Son adoption aurait été un signal fort envoyé aux Etats membres et notamment à ceux tentés par le statu quo voir des reculs en matière de droits des femmes à disposer de leur corps. Notons en effet que les situations sont très diversifiées et qu’à Malte, en Pologne et en Irlande l’avortement est interdit ou son accès excessivement limité.


La performance d’une femme militant contre la loi anti-avortement en Espagne

L’égal accès aux droits et le principe de non-discrimination en matière sexuelle sont pourtant deux conditions non discutables du respect de la dignité humaine, rappelés par la Charte des droits fondamentaux à laquelle l’Union européenne a conféré la même valeur juridique que les traités et à laquelle les Etats sont soumis. Nombreuses sont d’ailleurs les directives européennes qui, s’appuyant sur ces principes, ont permis de faire progresser significativement les droits nationaux dans le sens de l’égalité en matière d’accès à l’éducation et à la formation, au marché de l’emploi, de conditions de travail, ou de reconnaissance des violences de genre.

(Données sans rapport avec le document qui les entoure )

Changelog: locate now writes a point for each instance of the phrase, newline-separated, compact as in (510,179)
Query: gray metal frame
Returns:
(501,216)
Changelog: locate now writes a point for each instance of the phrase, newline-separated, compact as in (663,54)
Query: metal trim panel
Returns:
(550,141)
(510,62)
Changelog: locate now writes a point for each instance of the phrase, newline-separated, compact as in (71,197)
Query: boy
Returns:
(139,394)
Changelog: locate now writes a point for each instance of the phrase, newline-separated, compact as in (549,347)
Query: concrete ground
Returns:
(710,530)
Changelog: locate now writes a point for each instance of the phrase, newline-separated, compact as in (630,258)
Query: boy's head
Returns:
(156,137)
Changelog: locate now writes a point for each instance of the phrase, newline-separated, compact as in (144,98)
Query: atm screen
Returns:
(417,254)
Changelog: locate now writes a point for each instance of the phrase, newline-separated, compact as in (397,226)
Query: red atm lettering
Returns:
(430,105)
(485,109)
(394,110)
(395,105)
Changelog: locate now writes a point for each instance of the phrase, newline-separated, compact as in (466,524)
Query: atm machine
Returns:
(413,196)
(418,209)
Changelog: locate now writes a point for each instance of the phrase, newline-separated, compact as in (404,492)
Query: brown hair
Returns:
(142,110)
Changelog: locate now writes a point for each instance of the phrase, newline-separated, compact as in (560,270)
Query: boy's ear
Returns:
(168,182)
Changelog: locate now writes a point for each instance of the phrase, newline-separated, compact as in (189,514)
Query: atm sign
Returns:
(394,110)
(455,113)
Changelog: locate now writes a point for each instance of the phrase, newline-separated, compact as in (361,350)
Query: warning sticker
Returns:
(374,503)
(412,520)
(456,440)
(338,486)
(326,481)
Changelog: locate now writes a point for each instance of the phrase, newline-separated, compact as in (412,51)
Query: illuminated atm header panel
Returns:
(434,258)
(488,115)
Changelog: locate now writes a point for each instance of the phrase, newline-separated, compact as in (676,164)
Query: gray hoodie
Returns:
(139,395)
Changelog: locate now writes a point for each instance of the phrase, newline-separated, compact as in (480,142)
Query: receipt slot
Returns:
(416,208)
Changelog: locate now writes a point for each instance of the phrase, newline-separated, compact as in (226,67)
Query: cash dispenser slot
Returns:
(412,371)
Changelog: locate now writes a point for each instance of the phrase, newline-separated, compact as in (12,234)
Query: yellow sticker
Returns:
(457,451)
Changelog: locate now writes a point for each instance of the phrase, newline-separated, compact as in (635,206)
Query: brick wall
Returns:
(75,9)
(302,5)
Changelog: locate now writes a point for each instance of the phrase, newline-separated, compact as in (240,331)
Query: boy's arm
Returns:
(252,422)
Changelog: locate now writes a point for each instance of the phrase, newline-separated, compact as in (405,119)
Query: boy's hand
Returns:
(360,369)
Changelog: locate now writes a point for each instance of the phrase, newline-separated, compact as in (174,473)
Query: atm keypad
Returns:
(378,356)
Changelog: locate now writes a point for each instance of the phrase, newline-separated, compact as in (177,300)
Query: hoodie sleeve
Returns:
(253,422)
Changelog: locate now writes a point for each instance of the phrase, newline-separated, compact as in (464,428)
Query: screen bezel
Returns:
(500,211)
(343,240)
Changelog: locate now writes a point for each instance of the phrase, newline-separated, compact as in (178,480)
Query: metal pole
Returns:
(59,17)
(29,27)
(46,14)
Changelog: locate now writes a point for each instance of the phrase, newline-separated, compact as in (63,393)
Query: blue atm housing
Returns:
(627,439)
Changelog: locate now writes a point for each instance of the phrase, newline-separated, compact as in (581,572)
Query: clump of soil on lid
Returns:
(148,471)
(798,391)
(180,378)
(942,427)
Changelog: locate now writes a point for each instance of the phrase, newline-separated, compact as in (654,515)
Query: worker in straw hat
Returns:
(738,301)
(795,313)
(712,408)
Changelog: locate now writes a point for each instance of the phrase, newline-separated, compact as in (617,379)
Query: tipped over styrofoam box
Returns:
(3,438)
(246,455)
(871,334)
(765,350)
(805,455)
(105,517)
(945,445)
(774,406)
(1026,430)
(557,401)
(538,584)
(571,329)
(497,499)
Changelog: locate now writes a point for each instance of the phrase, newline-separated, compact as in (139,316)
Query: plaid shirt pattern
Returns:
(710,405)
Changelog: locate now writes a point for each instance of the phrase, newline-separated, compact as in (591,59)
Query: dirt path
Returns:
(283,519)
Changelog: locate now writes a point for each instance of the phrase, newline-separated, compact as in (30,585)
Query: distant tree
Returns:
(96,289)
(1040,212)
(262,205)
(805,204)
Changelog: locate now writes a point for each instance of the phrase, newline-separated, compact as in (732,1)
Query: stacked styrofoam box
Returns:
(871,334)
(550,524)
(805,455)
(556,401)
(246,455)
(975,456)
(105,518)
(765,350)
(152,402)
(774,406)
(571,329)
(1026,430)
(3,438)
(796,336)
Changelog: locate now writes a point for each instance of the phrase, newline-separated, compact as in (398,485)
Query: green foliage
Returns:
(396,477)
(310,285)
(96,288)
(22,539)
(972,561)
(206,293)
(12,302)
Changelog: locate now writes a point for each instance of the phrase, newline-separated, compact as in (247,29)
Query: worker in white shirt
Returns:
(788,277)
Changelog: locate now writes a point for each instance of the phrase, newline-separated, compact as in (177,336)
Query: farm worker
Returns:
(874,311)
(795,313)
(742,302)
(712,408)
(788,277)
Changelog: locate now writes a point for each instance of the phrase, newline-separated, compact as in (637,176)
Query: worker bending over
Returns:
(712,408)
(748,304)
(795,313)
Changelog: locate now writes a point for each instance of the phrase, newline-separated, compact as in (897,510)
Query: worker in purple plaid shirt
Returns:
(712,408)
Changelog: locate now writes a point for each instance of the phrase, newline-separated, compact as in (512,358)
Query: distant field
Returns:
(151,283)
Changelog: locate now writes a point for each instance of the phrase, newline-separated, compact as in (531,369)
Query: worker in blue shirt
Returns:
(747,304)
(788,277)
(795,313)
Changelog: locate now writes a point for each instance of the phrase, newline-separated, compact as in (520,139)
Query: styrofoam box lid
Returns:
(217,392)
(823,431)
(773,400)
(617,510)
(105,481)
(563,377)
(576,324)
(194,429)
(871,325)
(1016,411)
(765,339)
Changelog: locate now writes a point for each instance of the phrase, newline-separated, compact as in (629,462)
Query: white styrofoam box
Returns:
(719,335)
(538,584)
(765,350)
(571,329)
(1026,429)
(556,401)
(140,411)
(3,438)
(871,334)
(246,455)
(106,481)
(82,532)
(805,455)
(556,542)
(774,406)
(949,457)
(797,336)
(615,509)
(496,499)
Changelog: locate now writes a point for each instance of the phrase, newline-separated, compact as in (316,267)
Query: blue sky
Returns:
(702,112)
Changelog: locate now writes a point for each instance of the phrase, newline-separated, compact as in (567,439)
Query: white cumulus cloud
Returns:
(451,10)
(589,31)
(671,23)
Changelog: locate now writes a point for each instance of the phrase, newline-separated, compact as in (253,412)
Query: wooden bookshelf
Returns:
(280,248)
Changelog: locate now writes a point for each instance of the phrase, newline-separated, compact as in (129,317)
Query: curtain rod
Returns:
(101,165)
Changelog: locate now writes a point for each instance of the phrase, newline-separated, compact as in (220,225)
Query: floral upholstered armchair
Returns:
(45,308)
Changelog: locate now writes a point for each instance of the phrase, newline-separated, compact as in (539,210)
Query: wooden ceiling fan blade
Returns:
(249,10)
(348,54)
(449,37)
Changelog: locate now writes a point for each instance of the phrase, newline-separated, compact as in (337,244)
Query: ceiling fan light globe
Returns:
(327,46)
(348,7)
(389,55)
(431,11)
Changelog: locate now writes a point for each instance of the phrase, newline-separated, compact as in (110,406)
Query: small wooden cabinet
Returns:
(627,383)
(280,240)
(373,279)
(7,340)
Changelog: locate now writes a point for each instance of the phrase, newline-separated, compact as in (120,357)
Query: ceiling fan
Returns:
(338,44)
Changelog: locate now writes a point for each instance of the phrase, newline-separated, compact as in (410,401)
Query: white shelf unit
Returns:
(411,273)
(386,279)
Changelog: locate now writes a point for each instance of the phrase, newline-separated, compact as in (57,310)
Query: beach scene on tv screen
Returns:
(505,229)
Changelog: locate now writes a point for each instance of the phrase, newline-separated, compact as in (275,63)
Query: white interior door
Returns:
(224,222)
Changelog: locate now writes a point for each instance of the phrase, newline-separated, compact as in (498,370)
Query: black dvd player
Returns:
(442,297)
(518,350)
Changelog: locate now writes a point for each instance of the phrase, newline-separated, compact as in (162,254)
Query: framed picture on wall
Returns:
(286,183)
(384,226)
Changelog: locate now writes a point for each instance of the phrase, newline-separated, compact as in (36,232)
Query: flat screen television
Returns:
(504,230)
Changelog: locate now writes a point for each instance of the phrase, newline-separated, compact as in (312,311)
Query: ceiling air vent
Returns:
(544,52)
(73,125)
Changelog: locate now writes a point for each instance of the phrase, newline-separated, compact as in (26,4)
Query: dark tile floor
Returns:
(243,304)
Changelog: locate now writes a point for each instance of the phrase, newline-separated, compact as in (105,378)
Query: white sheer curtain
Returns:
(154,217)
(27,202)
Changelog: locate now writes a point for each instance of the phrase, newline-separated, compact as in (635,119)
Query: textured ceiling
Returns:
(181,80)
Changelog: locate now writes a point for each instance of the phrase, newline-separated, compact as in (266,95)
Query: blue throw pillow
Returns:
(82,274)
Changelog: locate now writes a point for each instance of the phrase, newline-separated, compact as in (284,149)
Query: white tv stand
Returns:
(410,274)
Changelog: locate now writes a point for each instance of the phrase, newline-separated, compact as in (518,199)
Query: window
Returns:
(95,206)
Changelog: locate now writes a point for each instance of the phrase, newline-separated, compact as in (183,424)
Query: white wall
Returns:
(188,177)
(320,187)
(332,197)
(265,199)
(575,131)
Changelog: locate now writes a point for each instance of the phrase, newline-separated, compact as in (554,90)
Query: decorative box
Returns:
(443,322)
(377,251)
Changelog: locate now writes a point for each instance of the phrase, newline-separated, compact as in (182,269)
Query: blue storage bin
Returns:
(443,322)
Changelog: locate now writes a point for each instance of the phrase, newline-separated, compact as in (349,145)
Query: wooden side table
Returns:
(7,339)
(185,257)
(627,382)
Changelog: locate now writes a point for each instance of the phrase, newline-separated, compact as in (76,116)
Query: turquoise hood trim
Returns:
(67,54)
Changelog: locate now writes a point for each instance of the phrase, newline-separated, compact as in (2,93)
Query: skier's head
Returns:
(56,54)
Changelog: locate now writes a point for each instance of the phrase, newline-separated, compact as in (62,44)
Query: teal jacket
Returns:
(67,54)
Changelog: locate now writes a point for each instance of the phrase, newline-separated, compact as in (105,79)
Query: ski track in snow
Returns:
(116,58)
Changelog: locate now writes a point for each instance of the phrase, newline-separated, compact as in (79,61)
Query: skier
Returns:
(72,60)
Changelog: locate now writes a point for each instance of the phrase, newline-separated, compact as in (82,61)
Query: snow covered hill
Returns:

Malgré cela, face aux discriminations qui perdurent en matière d’inégalités professionnelles, d’accès aux responsabilités, de droits familiaux ou d’exposition aux violences sexuelles, l’Europe comme espace de droits pour les 250 millions d’européennes reste toujours à construire. Dans ce cadre, n’ayons pas peur de réaffirmer que l’égalité des droits sexuels et reproductifs, le libre droit à disposer de son corps, est un principe incontournable. Nous refusons l’hypocrisie de penser qu’il s’agit d’un simple enjeu sanitaire pouvant être réglé à l’intérieur de frontières nationales, ni ne pouvons fermer plus longtemps les yeux sur les bus qui amènent les Françaises se faire inséminer en Espagne, et bientôt les Espagnoles se faire avorter en France.

Dans ce combat, la France, qui s’apprête à réaffirmer le droit à l’avortement en supprimant la condition paternaliste de « détresse » tombée en désuétude, qui a adopté à l’initiative des députés socialistes le principe de la « clause de l’européenne la plus favorisée » selon laquelle chaque femme doit pouvoir bénéficier de la législation européenne la plus protectrice pour ses droits fondamentaux et qui vient d’adopter une nouvelle feuille de route pour faire progresser l’égalité dans l’ensemble des politiques publiques, doit reprendre le flambeau abandonné par l’Espagne.

Donner à l’Europe une majorité progressiste, c’est considérer que les droits fondamentaux qui sous-tendent nos valeurs communes doivent être protégés au niveau européen contre toute remise en cause, dans tel ou tel pays, au gré des changements de majorité. Voila pourquoi cette Europe des Droits des femmes doit être un enjeu de la campagne qui conduira les citoyens, le 25 mai prochain, à choisir leurs représentants.